TextDescriptives - Enhanced Text Analysis through SpaCy Extension for Comprehensive Metric Calculation

Introduction to TextDescriptives

TextDescriptives is a powerful Python library designed for those interested in extracting a wide range of metrics from text data. It operates by utilizing spaCy's version 3 pipeline components and extensions, providing users a robust framework for text analysis.

Installation

Getting started with TextDescriptives is straightforward. Simply use the following command to install the library:

pip install textdescriptives

Latest Updates

TextDescriptives has made some exciting advancements recently:

A new web application is now available, allowing users to extract and download text metrics without writing any code.
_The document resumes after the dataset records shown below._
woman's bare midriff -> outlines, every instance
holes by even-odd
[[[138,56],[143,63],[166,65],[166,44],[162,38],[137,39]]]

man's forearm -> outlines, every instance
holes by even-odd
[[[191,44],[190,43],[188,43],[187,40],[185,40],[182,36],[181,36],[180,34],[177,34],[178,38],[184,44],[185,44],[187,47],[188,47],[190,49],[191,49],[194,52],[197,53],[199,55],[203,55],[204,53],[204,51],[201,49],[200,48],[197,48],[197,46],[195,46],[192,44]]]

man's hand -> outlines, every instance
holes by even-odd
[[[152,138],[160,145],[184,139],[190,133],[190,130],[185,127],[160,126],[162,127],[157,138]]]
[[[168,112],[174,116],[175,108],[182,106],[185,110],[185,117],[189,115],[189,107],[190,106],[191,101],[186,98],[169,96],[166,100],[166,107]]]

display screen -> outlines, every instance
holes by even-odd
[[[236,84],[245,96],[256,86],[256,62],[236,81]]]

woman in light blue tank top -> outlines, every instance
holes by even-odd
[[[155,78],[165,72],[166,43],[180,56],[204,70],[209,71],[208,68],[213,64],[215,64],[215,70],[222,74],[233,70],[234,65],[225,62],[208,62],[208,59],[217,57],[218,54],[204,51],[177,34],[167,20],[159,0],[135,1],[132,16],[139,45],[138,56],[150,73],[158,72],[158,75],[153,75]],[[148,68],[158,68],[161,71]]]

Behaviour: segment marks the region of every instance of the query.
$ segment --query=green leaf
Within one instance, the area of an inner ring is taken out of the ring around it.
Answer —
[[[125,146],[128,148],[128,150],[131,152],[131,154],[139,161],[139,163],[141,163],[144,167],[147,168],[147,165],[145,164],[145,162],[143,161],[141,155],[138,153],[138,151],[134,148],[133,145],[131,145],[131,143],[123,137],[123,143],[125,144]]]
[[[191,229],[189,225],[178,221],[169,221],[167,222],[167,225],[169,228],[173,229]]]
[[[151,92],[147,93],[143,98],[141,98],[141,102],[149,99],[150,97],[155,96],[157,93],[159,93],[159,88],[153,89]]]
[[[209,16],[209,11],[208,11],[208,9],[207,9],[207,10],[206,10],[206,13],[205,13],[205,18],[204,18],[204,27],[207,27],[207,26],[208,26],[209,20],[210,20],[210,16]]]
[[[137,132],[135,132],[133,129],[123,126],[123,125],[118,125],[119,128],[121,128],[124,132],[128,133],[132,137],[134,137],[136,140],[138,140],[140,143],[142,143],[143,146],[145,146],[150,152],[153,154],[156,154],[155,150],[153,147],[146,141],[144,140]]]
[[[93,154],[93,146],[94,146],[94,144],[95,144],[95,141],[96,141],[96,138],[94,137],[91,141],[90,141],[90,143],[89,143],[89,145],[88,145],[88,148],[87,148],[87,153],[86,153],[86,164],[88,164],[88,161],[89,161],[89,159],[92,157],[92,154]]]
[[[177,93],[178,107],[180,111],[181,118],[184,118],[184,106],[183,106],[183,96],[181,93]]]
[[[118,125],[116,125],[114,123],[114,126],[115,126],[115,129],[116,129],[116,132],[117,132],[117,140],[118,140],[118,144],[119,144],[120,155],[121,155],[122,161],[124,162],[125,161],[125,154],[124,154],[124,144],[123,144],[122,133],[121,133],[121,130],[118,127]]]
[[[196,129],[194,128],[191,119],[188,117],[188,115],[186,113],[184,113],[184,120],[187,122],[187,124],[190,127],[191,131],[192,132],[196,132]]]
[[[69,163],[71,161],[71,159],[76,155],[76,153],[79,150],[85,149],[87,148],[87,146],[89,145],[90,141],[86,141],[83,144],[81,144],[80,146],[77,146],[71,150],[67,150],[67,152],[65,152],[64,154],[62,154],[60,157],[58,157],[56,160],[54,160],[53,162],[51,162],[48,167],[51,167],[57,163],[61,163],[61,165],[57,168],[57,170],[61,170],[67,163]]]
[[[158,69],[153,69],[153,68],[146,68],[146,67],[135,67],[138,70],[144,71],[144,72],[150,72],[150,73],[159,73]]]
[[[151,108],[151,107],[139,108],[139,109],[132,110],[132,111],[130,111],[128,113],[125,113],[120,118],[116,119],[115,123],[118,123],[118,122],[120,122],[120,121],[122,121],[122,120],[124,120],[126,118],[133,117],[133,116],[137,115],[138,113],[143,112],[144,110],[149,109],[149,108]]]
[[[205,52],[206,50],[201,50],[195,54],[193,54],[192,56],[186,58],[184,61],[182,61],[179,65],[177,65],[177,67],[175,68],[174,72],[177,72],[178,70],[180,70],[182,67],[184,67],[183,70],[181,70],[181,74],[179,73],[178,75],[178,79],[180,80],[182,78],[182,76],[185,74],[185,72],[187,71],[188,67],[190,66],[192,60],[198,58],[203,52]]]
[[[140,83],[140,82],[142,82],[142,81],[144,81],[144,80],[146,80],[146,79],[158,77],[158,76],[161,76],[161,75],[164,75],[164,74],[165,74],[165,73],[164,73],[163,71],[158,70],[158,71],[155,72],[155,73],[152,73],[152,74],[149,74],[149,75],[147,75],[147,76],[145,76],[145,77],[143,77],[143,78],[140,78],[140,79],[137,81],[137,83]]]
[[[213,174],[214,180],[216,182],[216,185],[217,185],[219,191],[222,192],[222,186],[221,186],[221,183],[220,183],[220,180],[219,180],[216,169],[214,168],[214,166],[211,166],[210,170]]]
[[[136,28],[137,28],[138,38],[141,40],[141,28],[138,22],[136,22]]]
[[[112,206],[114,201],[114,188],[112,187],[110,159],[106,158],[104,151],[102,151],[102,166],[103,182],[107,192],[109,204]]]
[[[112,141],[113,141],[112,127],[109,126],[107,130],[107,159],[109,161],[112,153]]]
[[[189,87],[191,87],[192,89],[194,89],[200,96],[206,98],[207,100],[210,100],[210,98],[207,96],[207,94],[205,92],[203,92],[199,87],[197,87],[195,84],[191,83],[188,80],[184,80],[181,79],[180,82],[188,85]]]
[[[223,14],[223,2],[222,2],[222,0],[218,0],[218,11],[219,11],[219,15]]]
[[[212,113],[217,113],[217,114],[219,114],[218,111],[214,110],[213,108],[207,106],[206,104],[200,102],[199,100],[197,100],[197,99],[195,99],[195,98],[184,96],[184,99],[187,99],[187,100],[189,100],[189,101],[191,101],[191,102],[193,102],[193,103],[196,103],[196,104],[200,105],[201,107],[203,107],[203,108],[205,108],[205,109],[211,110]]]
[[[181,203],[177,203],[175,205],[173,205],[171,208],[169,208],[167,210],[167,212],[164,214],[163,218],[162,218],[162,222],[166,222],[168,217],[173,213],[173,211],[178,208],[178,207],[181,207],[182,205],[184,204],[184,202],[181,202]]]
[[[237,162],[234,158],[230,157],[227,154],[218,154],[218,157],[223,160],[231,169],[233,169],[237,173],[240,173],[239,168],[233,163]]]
This app is accessible here.
The release of version 2.0 has introduced a new API and a new component to enhance its functionality. This version also comes with updated documentation and tutorials to facilitate user comprehension. One significant addition is the coherence component, which allows for the calculation of semantic coherence between sentences. Further details can be found in the documentation.

Quick Start Guide

To swiftly begin extracting metrics, employ the extract_metrics function. Users can check available methods with:

import textdescriptives as td
td.get_valid_metrics()

This will return a set of metrics like quality, readability, descriptive statistics, dependency distance, and more.

When using TextDescriptives, specifying the spacy_model parameter is optional if the language (lang) is already set. Otherwise, the library will automatically download a suitable model.
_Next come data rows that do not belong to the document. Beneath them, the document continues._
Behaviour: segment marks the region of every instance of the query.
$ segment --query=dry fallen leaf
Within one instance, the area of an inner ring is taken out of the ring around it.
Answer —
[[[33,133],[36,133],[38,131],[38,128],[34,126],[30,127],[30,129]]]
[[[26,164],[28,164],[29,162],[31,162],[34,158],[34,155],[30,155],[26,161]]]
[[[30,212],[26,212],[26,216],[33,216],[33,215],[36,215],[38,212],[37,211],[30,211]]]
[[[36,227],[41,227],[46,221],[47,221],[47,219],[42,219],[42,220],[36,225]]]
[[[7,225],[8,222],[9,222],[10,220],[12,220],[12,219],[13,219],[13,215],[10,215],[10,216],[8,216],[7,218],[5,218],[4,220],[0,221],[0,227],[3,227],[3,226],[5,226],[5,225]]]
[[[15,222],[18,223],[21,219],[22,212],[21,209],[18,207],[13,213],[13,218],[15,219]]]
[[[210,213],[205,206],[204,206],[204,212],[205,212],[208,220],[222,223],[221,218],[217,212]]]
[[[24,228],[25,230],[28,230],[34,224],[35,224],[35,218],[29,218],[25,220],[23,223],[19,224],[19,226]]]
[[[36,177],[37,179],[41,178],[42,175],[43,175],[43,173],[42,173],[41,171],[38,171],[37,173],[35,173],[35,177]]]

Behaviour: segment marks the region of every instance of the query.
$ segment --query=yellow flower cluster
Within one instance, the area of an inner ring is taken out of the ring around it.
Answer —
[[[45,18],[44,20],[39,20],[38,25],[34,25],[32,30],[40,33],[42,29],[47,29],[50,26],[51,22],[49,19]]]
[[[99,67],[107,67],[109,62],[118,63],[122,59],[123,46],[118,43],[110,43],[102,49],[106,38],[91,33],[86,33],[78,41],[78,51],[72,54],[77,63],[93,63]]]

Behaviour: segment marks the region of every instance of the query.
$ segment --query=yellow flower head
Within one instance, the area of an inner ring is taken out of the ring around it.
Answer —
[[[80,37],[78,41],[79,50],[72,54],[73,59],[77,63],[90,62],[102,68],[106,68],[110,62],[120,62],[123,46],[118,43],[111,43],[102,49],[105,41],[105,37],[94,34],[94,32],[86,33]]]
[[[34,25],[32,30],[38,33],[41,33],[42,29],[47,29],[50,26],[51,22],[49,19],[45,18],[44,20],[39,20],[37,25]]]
For example, to extract all available metrics from a piece of text:

import textdescriptives as td

text = "The world is changed. I feel it in the water. I feel it in the earth. I smell it in the air. Much that once was is lost, for none now live who remember it."
df = td.extract_metrics(text=text, lang="en", metrics=None)

Integration with spaCy

TextDescriptives can be seamlessly integrated with spaCy pipelines. To do so, import both spaCy and TextDescriptives and add the necessary component(s) to your pipeline:

import spacy
import textdescriptives as td

# Load a spaCy model
nlp = spacy.load("en_core_web_sm")

# Add all TextDescriptives components
nlp.add_pipe("textdescriptives/all")

# Process text
doc = nlp("The world is changed. I feel it in the water...")

Extracting Metrics

TextDescriptives offers convenient functions to pull metrics from a Doc object into a Pandas DataFrame or a dictionary, facilitating easy data manipulation and analysis.

Documentation

Comprehensive documentation, including Jupyter notebook tutorials, is available for users to master TextDescriptives. The tutorials can be found in the docs/tutorials folder or on the documentation site.

Some useful resources:

[Getting started guide]: Introduction and basic usage instructions.
[Demo]: Live demonstration of TextDescriptives.
[Tutorials]: Step-by-step guides to maximize the library's potential.
[API References]: Detailed documentation of the library’s API.
[Paper]: Preprint of the TextDescriptives research paper.

By making complex text metric extraction accessible and understandable through well-documented methods and tutorials, TextDescriptives serves as an invaluable tool for those delving into text analytics.